= Robert Hoyle =

Canadian politician

Robert Hoyle (September 16, 1781 - February 15, 1857) was a businessman and political figure in Lower Canada.

He was born in Lancashire, England in 1781 and came to New York state in 1806. Hoyle supplied lumber to Lower Canada. After he declared loyalty to Britain during the War of 1812, he was forced to abandon his property there and he settled in the Richelieu valley near Lacolle. His brother Henry was leasing the seigneury of Lacolle. Hoyle became involved in farming and the lumber trade there. He also operated a ferry service across the Richelieu River. Hoyle served in the local militia, becoming lieutenant-colonel during the Lower Canada Rebellion, and also served as justice of the peace. He was elected to the Legislative Assembly of Lower Canada for L'Acadie in 1834. He voted against the Ninety-Two Resolutions.

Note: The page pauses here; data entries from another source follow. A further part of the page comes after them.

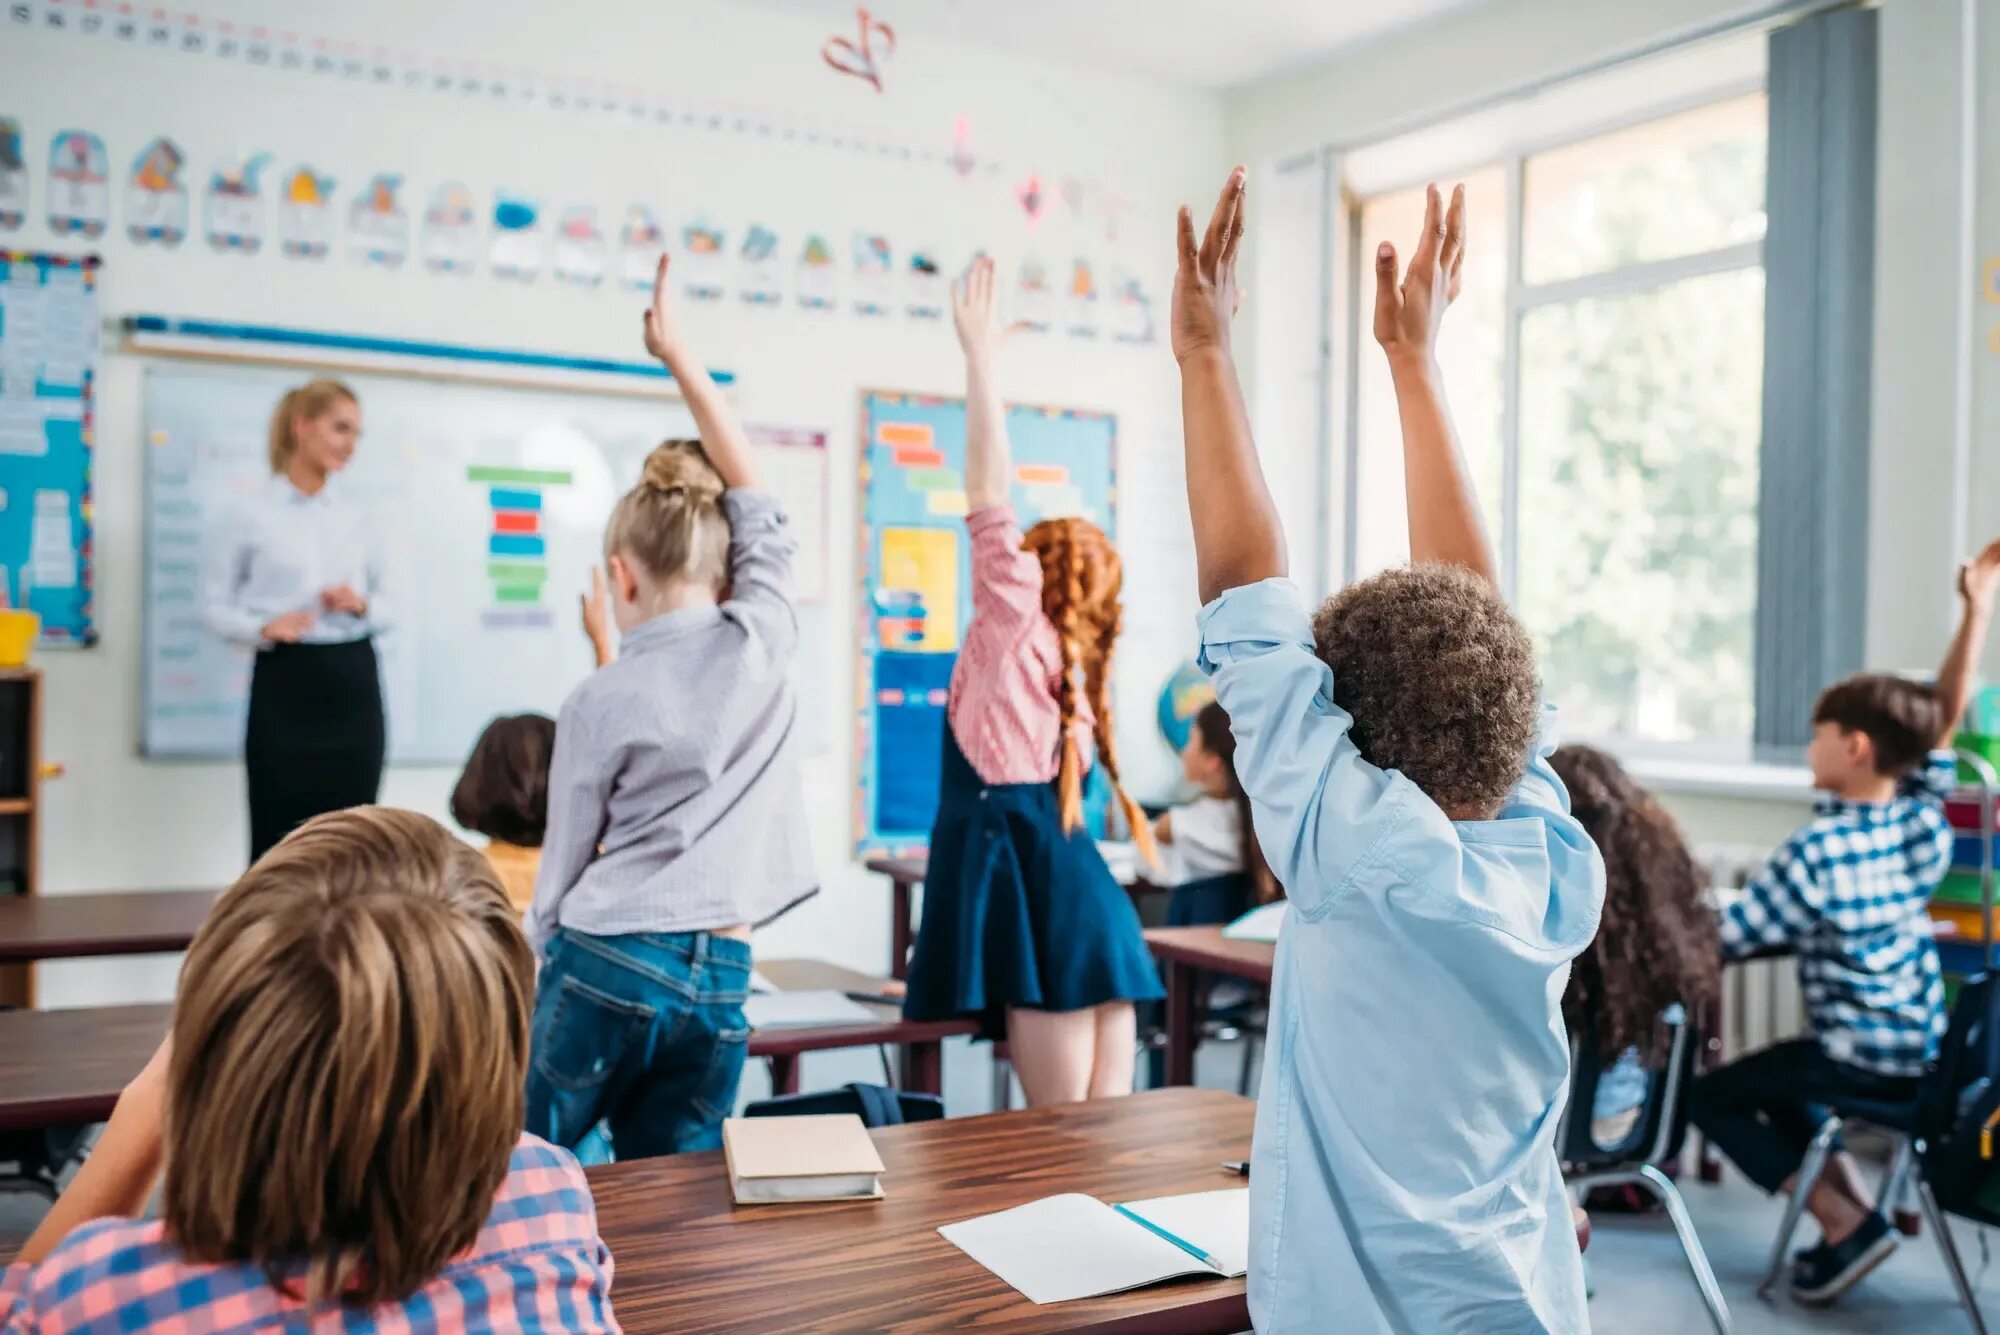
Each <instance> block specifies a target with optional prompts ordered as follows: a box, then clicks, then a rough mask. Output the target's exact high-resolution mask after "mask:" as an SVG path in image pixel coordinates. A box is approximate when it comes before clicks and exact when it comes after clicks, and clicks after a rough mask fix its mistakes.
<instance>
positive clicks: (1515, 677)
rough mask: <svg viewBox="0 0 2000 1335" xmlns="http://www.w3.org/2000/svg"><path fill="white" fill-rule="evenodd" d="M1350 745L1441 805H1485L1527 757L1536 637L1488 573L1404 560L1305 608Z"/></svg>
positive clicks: (1466, 807)
mask: <svg viewBox="0 0 2000 1335" xmlns="http://www.w3.org/2000/svg"><path fill="white" fill-rule="evenodd" d="M1312 638H1314V642H1316V646H1318V652H1320V660H1324V662H1326V666H1328V668H1332V669H1334V703H1336V705H1340V707H1342V709H1346V711H1348V715H1352V719H1354V729H1352V733H1350V735H1352V737H1354V745H1356V747H1358V749H1360V753H1362V759H1366V761H1368V763H1372V765H1376V767H1378V769H1398V771H1402V775H1404V777H1408V779H1410V781H1412V783H1416V785H1418V787H1420V789H1424V795H1428V797H1430V799H1432V801H1436V803H1438V805H1440V807H1444V809H1448V811H1492V809H1498V805H1500V803H1502V801H1504V799H1506V795H1508V793H1510V791H1512V789H1514V785H1516V783H1518V781H1520V775H1522V773H1524V771H1526V767H1528V747H1530V745H1532V743H1534V725H1536V717H1538V713H1540V701H1542V685H1540V681H1538V679H1536V673H1534V644H1532V642H1530V640H1528V632H1526V630H1522V626H1520V622H1518V620H1514V614H1512V612H1510V610H1508V606H1506V602H1504V600H1502V598H1500V590H1496V588H1494V586H1492V584H1488V582H1486V580H1480V578H1478V576H1474V574H1472V572H1468V570H1462V568H1458V566H1440V564H1424V566H1408V568H1402V570H1386V572H1382V574H1380V576H1374V578H1370V580H1362V582H1358V584H1350V586H1348V588H1346V590H1342V592H1340V594H1336V596H1334V598H1328V600H1326V604H1324V606H1322V608H1320V612H1318V616H1314V618H1312Z"/></svg>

In 1832, he married Elizabeth B. Nye, who was the sister of some important local merchants; his first wife Pamelia Wright had died seven years earlier. In 1834, he was named customs collector at Stanstead and, in 1835, registrar for L'Acadie County. Hoyle retired from his duties as customs collector in 1844.
He died at Lacolle in 1857 and was buried in Champlain, New York.